Une brise de mer soufflait, puant l’ammoniac et l’urée. Carlotta rejeta les bras en arrière et s’emplit les poumons. « Des usines d’engrais, dit-elle. Comme dans le bon vieux temps sur la côte du Golfe, hein ?
— Mon grand-père y travaillait, remarqua David. Les anciens complexes pétrochimiques… Vous vous en souvenez, Carlotta ?
— M’en souvenir ? » Elle rit. « Mais ce sont eux, je crois bien. Ils ont récupéré tous ces vieux coucous technologiques – ont racheté toutes ces épaves abandonnées sur place. » Elle mit ses écouteurs, écouta. « Andreï nous attend. Il pourra tout vous expliquer. Venez. »
Ils marchèrent dans l’ombre de grues imposantes, gravirent les degrés en pierre à chaux d’une digue pour gagner le front de mer. Assis sur le quai de pierre, un blond au bronzage intense buvait du café en compagnie de deux dockers grenadins. Les trois hommes portaient ample tunique en coton, pantalon de toile à poches multiples, casquette et chaussures de marin à bouts ferrés.

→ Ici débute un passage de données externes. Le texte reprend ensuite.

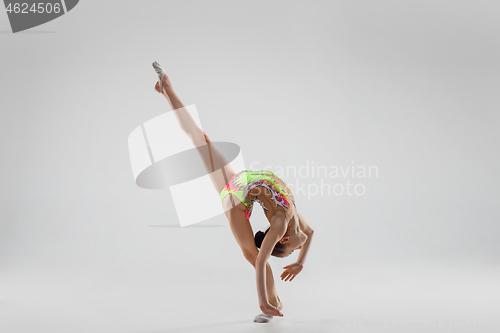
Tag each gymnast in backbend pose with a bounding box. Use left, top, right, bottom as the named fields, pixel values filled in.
left=153, top=62, right=313, bottom=322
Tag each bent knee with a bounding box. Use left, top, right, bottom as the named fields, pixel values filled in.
left=243, top=248, right=257, bottom=267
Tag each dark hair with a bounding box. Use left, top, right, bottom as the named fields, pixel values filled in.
left=255, top=228, right=286, bottom=257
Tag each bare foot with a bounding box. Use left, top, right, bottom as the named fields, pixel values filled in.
left=276, top=296, right=283, bottom=311
left=269, top=295, right=283, bottom=311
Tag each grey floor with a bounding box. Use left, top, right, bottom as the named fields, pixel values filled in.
left=0, top=262, right=500, bottom=333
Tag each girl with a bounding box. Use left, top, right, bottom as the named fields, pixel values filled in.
left=153, top=62, right=314, bottom=322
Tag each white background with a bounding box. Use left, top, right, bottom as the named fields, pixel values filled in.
left=0, top=0, right=500, bottom=333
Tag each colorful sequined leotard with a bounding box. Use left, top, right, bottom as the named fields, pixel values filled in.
left=220, top=170, right=295, bottom=221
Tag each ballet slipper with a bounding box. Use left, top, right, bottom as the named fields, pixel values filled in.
left=253, top=312, right=273, bottom=323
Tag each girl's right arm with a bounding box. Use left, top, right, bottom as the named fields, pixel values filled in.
left=255, top=215, right=287, bottom=317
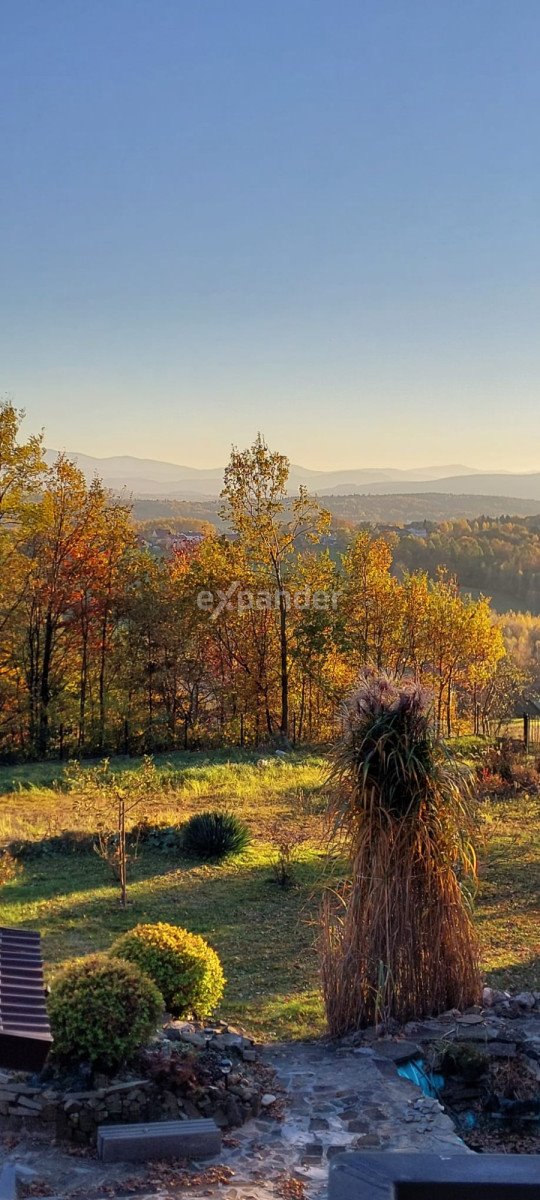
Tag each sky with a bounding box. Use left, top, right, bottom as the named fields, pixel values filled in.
left=0, top=0, right=540, bottom=470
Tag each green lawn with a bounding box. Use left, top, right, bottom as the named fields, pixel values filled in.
left=0, top=752, right=540, bottom=1038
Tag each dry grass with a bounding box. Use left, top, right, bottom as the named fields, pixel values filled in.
left=322, top=677, right=481, bottom=1036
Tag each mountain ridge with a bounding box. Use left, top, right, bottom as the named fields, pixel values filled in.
left=46, top=449, right=540, bottom=503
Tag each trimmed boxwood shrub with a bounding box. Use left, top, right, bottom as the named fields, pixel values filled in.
left=182, top=812, right=250, bottom=859
left=110, top=923, right=226, bottom=1016
left=48, top=954, right=164, bottom=1069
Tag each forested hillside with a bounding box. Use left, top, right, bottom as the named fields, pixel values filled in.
left=396, top=516, right=540, bottom=613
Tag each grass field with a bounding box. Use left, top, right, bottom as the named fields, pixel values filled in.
left=0, top=752, right=540, bottom=1038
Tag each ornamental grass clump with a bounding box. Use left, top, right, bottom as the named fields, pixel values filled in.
left=48, top=954, right=164, bottom=1069
left=182, top=811, right=250, bottom=862
left=320, top=672, right=481, bottom=1036
left=110, top=922, right=226, bottom=1018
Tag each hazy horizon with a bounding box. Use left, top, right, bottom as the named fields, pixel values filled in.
left=0, top=0, right=540, bottom=472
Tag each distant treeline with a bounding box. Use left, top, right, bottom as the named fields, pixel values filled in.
left=133, top=492, right=540, bottom=528
left=395, top=516, right=540, bottom=612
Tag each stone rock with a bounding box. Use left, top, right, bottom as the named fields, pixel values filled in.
left=515, top=991, right=535, bottom=1013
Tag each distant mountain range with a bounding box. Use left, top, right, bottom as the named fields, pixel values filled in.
left=46, top=450, right=540, bottom=511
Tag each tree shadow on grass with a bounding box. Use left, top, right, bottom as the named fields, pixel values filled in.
left=2, top=854, right=331, bottom=1027
left=486, top=956, right=540, bottom=992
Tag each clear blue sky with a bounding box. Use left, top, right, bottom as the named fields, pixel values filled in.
left=0, top=0, right=540, bottom=469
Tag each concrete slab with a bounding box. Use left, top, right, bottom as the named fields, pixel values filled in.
left=97, top=1118, right=221, bottom=1163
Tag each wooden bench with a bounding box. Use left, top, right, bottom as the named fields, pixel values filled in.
left=97, top=1118, right=221, bottom=1163
left=0, top=1163, right=17, bottom=1200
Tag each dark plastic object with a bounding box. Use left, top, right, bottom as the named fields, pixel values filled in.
left=329, top=1152, right=540, bottom=1200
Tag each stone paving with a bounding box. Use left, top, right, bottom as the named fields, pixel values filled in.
left=0, top=1042, right=468, bottom=1200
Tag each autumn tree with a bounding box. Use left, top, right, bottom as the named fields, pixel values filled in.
left=221, top=433, right=330, bottom=738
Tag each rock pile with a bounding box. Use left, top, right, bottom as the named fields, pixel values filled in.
left=0, top=1021, right=276, bottom=1144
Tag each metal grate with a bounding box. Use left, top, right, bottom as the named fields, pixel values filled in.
left=0, top=929, right=53, bottom=1070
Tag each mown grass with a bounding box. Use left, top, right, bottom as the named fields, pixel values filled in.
left=0, top=752, right=540, bottom=1038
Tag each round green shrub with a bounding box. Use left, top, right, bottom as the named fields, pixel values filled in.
left=110, top=923, right=226, bottom=1016
left=48, top=954, right=164, bottom=1069
left=182, top=812, right=250, bottom=859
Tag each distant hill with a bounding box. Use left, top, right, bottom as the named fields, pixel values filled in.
left=46, top=450, right=540, bottom=506
left=46, top=450, right=480, bottom=500
left=133, top=492, right=540, bottom=529
left=318, top=472, right=540, bottom=511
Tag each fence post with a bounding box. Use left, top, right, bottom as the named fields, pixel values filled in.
left=523, top=713, right=530, bottom=754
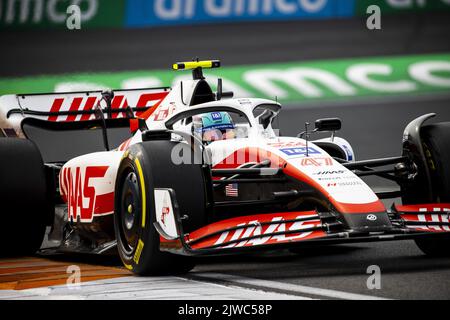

« Ah ! les voilà enfin ! dit le blond en se levant. Salut, Carlotta. Bonjour, monsieur et madame Webster. Et ce doit être votre petit bébé. Quel gentil petit poulet. » Il toucha le nez de Carlotta d’un index maculé de graisse. Celle-ci gazouilla et lui offrit son plus beau sourire édenté.
« Je m’appelle Andreï Tarkovsky, se présenta le technicien. Je vivais en Pologne. » Il regarda ses mains, l’air gêné. « Vous m’excusez si je ne vous serre pas la main…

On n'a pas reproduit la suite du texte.